For the past couple of months, I’ve tried to take Kevin Drum’s advice and not freak out every time a Republican uses Nazis as a historical reference. Jon Chait explained the trick of it:
[W]hen Nazis are invoked, it’s often not to make a moral comparison but to establish a logical principle. That’s the main mistake made by those who decry Nazi allusions. They ignore, or fail to grasp, the distinction between comparing someone to Hitler and using a historical analogy that draws on the Nazi era.
Fair enough. But when James Dobson compared stem-cell research to Nazi experimentation on human beings, it wasn’t just a historical analogy; he was arguing that the two are moral equivalents.
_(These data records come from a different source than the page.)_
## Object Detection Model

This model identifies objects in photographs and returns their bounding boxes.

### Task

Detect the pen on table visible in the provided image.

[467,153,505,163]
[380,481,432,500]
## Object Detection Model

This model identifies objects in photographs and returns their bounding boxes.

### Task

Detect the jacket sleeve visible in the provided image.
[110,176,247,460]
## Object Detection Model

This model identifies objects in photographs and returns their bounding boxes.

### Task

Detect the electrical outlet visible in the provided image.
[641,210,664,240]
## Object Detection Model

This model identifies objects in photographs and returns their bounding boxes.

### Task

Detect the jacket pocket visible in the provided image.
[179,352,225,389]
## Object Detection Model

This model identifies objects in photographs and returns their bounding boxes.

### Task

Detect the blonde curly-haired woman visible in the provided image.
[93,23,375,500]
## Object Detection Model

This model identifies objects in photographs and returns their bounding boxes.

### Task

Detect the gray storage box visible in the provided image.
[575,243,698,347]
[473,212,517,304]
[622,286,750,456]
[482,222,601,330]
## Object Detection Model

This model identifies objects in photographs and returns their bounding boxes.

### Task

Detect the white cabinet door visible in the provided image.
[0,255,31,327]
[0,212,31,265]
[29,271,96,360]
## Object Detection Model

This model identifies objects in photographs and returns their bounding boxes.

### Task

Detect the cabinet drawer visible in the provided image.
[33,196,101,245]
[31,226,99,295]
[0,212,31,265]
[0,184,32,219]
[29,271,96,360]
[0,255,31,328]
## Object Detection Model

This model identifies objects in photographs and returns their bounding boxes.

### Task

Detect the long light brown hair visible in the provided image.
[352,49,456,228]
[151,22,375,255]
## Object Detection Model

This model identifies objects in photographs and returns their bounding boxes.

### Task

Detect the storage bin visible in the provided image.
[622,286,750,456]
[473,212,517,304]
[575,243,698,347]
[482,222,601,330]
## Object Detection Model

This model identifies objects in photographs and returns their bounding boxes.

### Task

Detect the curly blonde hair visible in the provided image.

He didn’t literally accuse advocates of the research of being Nazis; instead he suggested that we share the Nazis’ moral underpinnings.
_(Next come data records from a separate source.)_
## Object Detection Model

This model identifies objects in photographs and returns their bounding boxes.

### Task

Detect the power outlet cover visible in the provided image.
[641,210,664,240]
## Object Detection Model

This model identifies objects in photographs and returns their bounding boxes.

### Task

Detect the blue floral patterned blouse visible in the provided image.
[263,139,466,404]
“You know, the thing that means so much to me here on this this issue [embryonic stem cell research] is that people talk about the potential for good that can come from destroying these little embryos and how we might be able to solve the problem of juvenile diabetes. There’s no indication yet that they’re gonna do that, but people say that, or spinal cord injuries or such things. But I have to ask this question: In World War II, the Nazis experimented on human beings in horrible ways in the concentration camps, and I imagine, if you wanted to take the time to read about it, there would have been some discoveries there that benefited mankind.”
Oddly enough, it didn’t go over well.
Critics demanded an apology today from James Dobson after the founder of the Christian ministry Focus on the Family compared the ethics of embryonic stem cell research to Nazi experiments on Holocaust victims. […]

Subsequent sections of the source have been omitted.